サマリー
◆自由民主党・公明党は、2024年12月20日に2025年度税制改正大綱を公表した。少数与党として迎えた税制改正では、与党と国民民主党による事前協議が行われた。ただ、課税最低限の引上げについて合意できず、3党での合意を経ずに与党の税制改正大綱が公表された。税制改正関連法案が衆議院を通過するまで議論が続くことも予想され、今後の情勢は不透明である。
◆「103万円の壁」への対応では、課税最低限の123万円への引上げ、特定扶養控除を受けられる上限年収の150万円への引上げが示された。課税最低限の引上げ額20万円の内訳は、基礎控除を10万円引上げ、給与所得控除の最低保証額を10万円引上げ、である。年収190万円超の者の給与所得控除額の計算式は現状維持となるため、給与所得控除の減税効果が発現するのは年収190万円未満の者のみとなる。
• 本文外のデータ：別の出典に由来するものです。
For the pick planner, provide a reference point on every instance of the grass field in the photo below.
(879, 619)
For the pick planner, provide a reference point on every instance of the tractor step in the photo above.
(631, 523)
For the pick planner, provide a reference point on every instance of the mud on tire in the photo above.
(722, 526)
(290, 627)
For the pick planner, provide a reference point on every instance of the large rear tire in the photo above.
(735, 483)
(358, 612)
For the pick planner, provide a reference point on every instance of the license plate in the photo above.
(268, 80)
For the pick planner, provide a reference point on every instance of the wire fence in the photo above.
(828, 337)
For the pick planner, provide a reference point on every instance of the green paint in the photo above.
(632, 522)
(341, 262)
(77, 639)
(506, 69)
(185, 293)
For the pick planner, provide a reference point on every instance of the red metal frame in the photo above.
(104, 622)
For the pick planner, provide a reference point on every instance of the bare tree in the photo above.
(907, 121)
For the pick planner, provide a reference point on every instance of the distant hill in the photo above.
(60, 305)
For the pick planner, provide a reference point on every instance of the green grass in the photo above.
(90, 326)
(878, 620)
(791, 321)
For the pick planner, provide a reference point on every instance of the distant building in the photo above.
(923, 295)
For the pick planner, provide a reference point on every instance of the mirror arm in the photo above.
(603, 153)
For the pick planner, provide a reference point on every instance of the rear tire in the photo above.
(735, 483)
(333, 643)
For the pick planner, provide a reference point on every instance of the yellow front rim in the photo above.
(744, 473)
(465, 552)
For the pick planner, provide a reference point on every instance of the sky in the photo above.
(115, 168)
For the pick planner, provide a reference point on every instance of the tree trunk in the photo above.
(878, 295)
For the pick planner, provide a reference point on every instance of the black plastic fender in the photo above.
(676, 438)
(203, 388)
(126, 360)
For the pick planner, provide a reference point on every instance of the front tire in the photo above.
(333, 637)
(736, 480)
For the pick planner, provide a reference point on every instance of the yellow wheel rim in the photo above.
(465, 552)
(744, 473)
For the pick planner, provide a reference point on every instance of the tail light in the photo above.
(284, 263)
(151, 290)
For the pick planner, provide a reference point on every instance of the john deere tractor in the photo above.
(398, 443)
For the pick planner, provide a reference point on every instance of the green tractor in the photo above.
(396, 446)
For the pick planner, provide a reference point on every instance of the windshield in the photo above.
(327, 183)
◆防衛財源確保のための増税について、法人税とたばこ税の内容と施行時期が示された。防衛特別法人税は、2026年4月1日以後に開始する事業年度以降、法人税額から500万円を控除する措置を講じた上で税率4%の新たな付加税が課される。
◆大綱では、今後の法人税のあり方について考え方が示された。大綱では、2010年代の法人税率の引下げにつき、意図した成果を上げてこなかったとし、今後は法人税率を引き上げる方針が示されている。